Zoback: “Absolutely. More than 100,000 horizontal and multi-stage “fractured” wells have been drilled in the U.S. and Canada. We know exactly what to do. It’s just a matter of making sure industry follows best practices, that we have good regulations in place, and those regulations are enforced.”
Sound familiar? America’s top regulators agree. Environmental Protection Agency Administrator Gina McCarthy echoes Zoback’s comments, “There’s nothing inherently dangerous in fracking that sound engineering practices can’t accomplish.”
LAT: California is considering a moratorium on fracking.
Zoback: “That’s very daunting, and moratoria just say this is bad, let’s stop doing it. Moratoria tend to make a political statement, but I’m not sure we need political statements. We need good science, good engineering, good regulations and good enforcement.”
Zoback’s statement here is one that many opponents of shale development simply can’t wrap their collective head around. The simple truth is this: the U.S. Energy Information Administration (EIA) forecasts that in 2040, eighty percent of U.S. energy consumption will still be based in fossil fuels. It makes sense to develop those fossil fuels here at home under the world’s toughest environmental regulations rather than to import oil from politically fraught regions with a higher carbon footprint. This would also create tends of thousands of jobs and create tens of millions of dollars (or more) in economic activity and new tax revenue.

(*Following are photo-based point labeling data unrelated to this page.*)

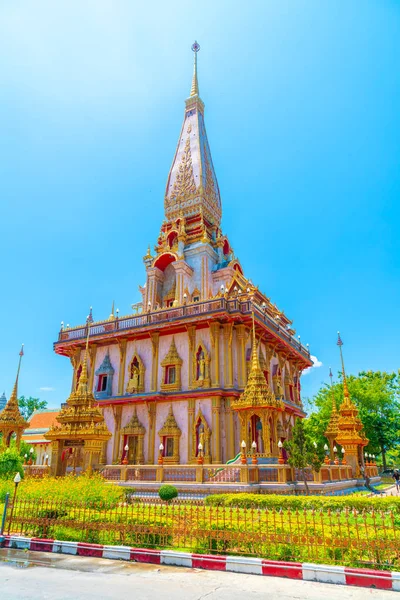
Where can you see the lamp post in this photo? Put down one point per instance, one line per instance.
(125, 459)
(160, 454)
(253, 452)
(17, 481)
(326, 448)
(336, 461)
(243, 459)
(200, 458)
(281, 460)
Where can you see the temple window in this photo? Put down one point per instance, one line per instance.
(201, 367)
(171, 369)
(136, 375)
(104, 374)
(78, 375)
(102, 383)
(201, 434)
(169, 436)
(170, 374)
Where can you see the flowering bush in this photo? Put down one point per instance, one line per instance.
(278, 501)
(90, 490)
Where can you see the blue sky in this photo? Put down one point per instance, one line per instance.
(302, 114)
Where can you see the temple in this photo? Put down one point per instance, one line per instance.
(186, 372)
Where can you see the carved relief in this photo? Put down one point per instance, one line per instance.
(136, 375)
(171, 370)
(201, 367)
(184, 184)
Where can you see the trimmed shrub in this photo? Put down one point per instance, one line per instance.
(167, 492)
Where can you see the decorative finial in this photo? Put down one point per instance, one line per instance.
(112, 312)
(14, 393)
(83, 379)
(345, 388)
(254, 357)
(195, 84)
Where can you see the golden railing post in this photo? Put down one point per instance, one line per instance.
(199, 473)
(160, 473)
(244, 473)
(317, 476)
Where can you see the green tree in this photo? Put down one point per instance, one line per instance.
(377, 397)
(27, 406)
(10, 464)
(303, 452)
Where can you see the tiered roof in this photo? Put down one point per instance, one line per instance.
(80, 418)
(257, 393)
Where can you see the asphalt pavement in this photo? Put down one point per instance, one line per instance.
(42, 576)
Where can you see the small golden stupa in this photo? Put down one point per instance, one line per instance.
(332, 428)
(82, 430)
(350, 428)
(11, 420)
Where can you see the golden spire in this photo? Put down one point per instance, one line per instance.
(195, 84)
(83, 379)
(332, 428)
(111, 317)
(11, 420)
(14, 393)
(345, 388)
(334, 407)
(350, 428)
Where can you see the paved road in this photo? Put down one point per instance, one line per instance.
(75, 578)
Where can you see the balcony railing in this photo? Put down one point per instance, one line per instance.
(189, 311)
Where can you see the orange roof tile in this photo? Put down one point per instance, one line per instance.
(35, 438)
(43, 419)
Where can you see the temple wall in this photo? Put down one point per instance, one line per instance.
(181, 343)
(143, 349)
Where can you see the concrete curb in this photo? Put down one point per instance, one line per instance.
(383, 580)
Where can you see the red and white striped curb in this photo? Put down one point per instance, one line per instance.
(384, 580)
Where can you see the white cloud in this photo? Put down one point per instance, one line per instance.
(316, 363)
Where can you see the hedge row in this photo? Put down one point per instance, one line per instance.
(276, 501)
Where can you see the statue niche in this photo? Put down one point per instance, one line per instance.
(136, 375)
(201, 434)
(201, 368)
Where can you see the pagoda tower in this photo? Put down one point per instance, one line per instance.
(186, 347)
(332, 428)
(11, 420)
(79, 439)
(350, 433)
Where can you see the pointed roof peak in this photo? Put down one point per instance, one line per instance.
(192, 183)
(195, 84)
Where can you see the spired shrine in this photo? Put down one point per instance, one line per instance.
(174, 373)
(201, 383)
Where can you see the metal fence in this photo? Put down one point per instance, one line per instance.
(349, 537)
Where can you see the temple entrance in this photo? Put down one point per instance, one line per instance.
(72, 458)
(133, 452)
(256, 433)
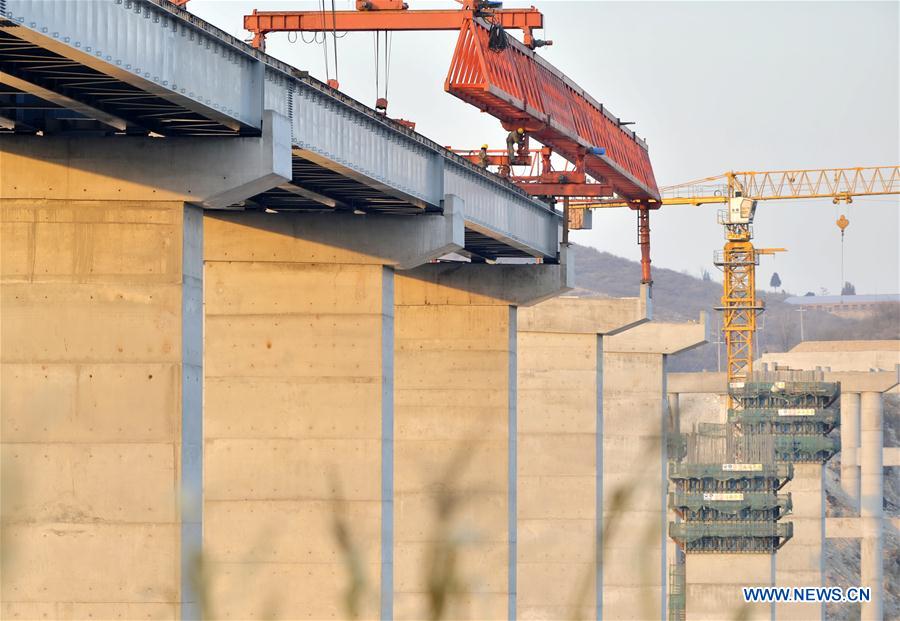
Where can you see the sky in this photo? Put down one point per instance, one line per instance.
(712, 86)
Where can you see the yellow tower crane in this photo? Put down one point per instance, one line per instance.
(740, 192)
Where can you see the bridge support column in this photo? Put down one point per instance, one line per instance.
(871, 504)
(560, 409)
(715, 582)
(299, 407)
(455, 426)
(849, 455)
(801, 563)
(101, 366)
(634, 458)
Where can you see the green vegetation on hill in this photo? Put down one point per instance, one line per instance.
(680, 297)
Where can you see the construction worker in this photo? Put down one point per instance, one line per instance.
(482, 156)
(515, 140)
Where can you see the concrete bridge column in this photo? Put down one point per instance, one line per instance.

LAT: Fracking-related earthquakes were reported in Oklahoma, and Ohio now requires seismic monitoring. Does fracking cause earthquakes?
Zoback: “There have been well-documented cases around the country where wastewater injection [post-fracking] has triggered slip on preexisting geologic faults that would have produced an earthquake someday anyway. You need to avoid injection into potentially active faults. […] The fear of fracking is being used as a scare tactic. There are environmental impacts, and our job is to do everything possible to minimize them, not just scare the public.”
The National Research Council (NRC) concurs that the practice of underground injection has been occurring for decades, is tightly regulated by the U.S. Environmental Protection Agency (EPA), and poses a marginal risk. The NRC concludes:
“Injection for disposal of wastewater derived from energy technologies into the subsurface does pose some risk for induced seismicity, but very few events have been documented over the past several decades relative to the large number of disposal wells in operation.”
The Los Angeles Times article further illustrates that scientists dismissed the recent attempts to draw connections between shale development and seismic activity well before the fear-riddled headlines began appearing. Zoback is quoted three years ago in the Stanford Reporter and the message remains the same:
“There have been fears that hydraulic fracturing fluid injected at depth could reach up into drinking water aquifers. But, the injection is typically done at depths of around 6,000 to 7,000 feet and drinking water is usually pumped from shallow aquifers, no more than one or two hundred feet below the surface. Fracturing fluids have not contaminated any water supply and with that much distance to an aquifer, it is very unlikely they could.”
The message resonated again during a Senate Committee on Energy and Natural Resources hearing in 2012:
“These microseismic events [from hydraulically fracturing a well] affect a very small volume of rock and release, on average, about the same amount of energy as a gallon of milk falling off a kitchen counter.”
Dr. Zoback, whom the Los Angeles Times notes is a dedicated environmentalist, agrees with most of the world’s leading scientists and with regulators when it comes to shale resource development. It is important to rely on the scientific method when tackling the world’s most pressing issues; and it is to the Times’ credit that it shared the insight of someone who truly understands the complex questions and processes that surround activists’ favorite scary word: fracking. Hopefully this will inspire other media outlets to follow suit and to involve independent scientists, regulators and other experts in their stories on shale development, rather than focusing on activists and their scare tactics.